Review by The Uncivil Servant

Reviewed: 09/24/03

This game makes me seriously consider a career change...

I remember when I first saw screenshots from Thief in a PC magazine. Back then, I didn't pay much attention to it. ''Bah'', I said, ''A Hexen Clone.'' Boy was I wrong. Just a couple days ago I decided to try it out -even when I had a copy of the game which a friend lent me two years ago, and I never even installed- and I was greatly impressed. Now I regret having disregarded Thief as a first-person-hack-and-slash type of game. I was completely amazed by how innovative Thief is. Usually, first-person shooters are seen as mindless gorefests. Thief is NOT one of those. Instead of charging at your enemies up-front and splitting their heads open with a sword, you must rely on stealth, patience and calculation to accomplish your goals. You see, in this game, as the name states, you are a thief, so you must move silently and swiftly at all times. If you are spotted, you lose.
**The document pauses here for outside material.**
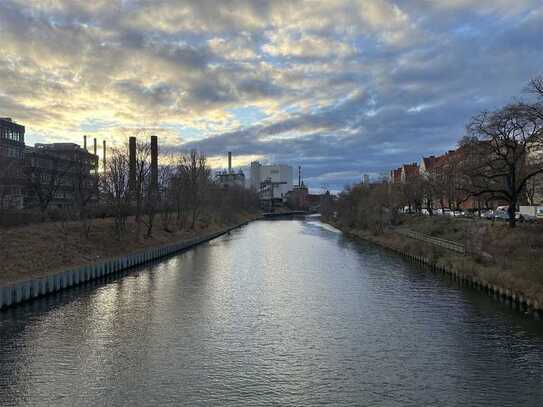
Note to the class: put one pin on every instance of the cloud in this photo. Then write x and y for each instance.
(342, 87)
Thief is incredibly realistic. You can hide in the shadows and listen to sentinels having long conversations, cursing at their boring jobs, saying nasty things about their bosses, or complaining about the weather. Amazing. In fact, each time you are spotted, the guards will no only try to attack you, but also call for backup. And when backup arrives, you are dead.

The graphics in Thief are great, even now when we have titles that surpass the technology used in this game, such as Doom 3 and Mafia. The surroundings have sad, opaque colors and plenty of dark corridors and cold stone walls, giving the game a depressing and sinister Medieval feeling. Enemies react exactly as a real person would do. If they are unaware of your presence and you knock them cold with your blackjack, they stagger briefly, then, go limp, then fall flat on the floor. If they hear you making a noise, they will act puzzled and start looking around for someone they don't see but infer must be there.

As for the audio department, the game has a really atmospheric music: calm, barely audible sometimes, but good enough to make you stay on your toes at all times. There is plenty of in-game speech, so chances are AI characters will not sound repetitive when you play a mission more than once.

Controls: fully customizable. Not much else to say here.

Replay value: extremely high. The levels are gigantic and, depending on the difficulty level you choose to play, have often several goals that must be accomplished in order to complete your mission. In fact, you can take up to two hours in a single mission! And that doesn't mean you spend those two hours finding a lousy key or a switch, but instead figuring out how to cross a heavily patrolled courtyard without being noticed. In order to do this you must watch the way they are facing, how much does it take for them to cross the area, what spots are dark enough so you can hide and not be seen, how to tread lightly and not make noise, etc.

Final word: Thief is not a game for everyone. If you like an intelligent and addictive game that requires time and patience, then Thief is your ticket. If you are an impatient person and want furious action, stick to Unreal Tournament (another great game, by the way). But if you are looking for a change, try Thief. I highly recommend it.